Seminar by Natalia Ares – University of Copenhagen

Condensed Matter Seminar Series

Natalia Ares

Natalia Ares Group, Materials Department, University of Oxford, UK

Quantum device measurement and tuning using machine learning

Fulfilling the promise of quantum technologies requires the ability to operate many devices; fault-tolerant factorization using a surface code will require ~108 physical qubits. A long-term approach, based on the success of integrated circuits, is to use solid-state qubit devices. A major obstacle to creating large circuits in this platform is device variability. It is very time consuming to fully characterize and tune each of these devices and this task will rapidly become intractable for humans without the aid of automation.

I will present efficient measurements on a quantum dot performed in real time by a machine learning algorithm. This algorithm employs a probabilistic deep-generative model, capable of generating multiple full-resolution reconstructions from scattered partial measurements. Information theory is used to select the most informative measurements to perform next (Fig.1). The algorithm outperforms standard grid scan techniques in different measurement configurations, reducing the number of measurements required by up to 4 times.

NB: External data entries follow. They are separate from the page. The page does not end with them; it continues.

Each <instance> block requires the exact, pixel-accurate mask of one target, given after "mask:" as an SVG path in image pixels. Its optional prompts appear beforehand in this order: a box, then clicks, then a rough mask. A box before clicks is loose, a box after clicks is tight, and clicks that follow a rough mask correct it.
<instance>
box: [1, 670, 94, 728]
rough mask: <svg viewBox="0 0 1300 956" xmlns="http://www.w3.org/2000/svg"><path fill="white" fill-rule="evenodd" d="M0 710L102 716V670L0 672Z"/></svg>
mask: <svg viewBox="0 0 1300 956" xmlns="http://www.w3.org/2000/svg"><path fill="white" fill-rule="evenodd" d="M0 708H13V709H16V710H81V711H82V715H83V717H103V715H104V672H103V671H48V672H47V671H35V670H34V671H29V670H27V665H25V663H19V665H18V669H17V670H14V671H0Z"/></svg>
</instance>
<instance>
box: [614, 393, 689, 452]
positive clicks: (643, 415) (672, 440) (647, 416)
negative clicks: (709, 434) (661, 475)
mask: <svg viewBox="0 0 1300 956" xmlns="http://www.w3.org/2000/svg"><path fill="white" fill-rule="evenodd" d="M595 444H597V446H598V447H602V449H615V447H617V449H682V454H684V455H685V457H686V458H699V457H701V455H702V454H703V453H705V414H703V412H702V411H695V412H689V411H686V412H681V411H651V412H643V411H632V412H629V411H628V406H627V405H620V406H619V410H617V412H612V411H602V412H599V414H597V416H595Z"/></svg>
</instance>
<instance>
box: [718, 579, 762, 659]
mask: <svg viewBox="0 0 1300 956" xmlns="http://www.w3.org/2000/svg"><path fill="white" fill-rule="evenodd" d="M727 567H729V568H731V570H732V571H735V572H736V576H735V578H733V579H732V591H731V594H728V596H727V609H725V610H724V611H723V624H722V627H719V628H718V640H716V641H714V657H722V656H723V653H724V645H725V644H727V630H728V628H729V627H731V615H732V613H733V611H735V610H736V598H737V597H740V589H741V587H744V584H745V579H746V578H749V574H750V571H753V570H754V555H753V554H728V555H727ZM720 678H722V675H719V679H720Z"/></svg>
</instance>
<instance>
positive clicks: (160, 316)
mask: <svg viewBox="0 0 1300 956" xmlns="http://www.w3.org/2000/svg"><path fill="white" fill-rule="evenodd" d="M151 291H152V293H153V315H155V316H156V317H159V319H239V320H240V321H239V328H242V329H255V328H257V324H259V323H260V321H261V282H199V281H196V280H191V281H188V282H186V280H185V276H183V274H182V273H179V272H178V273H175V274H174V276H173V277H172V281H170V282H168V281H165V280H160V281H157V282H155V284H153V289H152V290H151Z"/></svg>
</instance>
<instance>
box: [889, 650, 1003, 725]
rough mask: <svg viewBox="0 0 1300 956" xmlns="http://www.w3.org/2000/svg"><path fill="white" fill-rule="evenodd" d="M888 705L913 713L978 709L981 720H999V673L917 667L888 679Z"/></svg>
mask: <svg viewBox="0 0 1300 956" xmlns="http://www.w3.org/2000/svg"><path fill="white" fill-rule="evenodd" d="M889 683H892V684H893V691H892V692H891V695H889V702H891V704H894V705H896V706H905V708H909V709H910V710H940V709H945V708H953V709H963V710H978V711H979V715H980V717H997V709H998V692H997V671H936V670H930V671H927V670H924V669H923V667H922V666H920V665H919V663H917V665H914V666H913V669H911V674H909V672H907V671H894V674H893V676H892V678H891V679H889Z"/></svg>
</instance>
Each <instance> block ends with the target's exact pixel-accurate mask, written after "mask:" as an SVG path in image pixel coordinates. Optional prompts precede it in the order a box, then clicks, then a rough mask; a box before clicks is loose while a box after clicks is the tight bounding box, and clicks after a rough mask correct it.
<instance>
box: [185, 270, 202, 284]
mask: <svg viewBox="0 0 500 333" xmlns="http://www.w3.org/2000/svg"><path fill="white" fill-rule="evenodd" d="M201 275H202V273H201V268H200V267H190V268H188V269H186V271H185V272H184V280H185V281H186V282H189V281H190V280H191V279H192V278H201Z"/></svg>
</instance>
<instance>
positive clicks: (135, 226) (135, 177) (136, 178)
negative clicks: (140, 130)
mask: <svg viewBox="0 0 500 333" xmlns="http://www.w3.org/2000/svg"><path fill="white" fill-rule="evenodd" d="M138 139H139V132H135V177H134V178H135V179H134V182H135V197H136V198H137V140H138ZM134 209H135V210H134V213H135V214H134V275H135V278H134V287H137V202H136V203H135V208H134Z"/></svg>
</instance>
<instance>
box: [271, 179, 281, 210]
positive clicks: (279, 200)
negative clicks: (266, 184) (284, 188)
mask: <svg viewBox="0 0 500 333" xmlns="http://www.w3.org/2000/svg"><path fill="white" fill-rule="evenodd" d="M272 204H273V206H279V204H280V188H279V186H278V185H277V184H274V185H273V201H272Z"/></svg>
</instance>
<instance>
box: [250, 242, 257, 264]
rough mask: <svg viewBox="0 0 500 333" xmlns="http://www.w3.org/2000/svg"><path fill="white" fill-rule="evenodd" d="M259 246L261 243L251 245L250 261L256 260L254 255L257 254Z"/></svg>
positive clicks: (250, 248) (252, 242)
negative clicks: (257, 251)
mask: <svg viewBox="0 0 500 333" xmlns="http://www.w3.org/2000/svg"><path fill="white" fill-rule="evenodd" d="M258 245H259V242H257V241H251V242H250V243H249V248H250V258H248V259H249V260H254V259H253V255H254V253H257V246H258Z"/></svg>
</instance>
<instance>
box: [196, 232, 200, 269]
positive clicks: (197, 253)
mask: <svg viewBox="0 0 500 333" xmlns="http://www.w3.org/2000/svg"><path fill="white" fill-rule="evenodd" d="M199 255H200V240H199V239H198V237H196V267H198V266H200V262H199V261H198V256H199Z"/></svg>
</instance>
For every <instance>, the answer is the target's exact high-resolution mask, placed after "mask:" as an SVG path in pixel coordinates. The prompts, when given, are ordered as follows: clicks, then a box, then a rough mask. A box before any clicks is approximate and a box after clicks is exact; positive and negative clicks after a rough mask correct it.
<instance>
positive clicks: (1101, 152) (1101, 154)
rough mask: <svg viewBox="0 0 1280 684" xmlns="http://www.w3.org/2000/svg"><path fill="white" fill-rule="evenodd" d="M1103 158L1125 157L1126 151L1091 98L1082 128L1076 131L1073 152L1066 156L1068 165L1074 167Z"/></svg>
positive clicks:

I will also show the use of Bayesian optimisation to tune quantum dot devices. By generating a score function, we can efficiently navigate a multi-dimensional parameter space. We tune the device to the single-electron tunnelling regime with no previous knowledge of the device characteristics in less than a thousandth part of the time that it requires manually.

 

Figure 1. With training and sparse initial measurements, the machine computes an information gain map (i), on the basis of which it decides the next measurements to be performed (ii), and it updates the reconstructions, which are guesses of how the stability diagram might look like (iii). The reconstructions resemble more the full-resolution measurement (iv) with each measurement. White regions correspond to constant current, which carry little information and which the algorithm wisely avoids.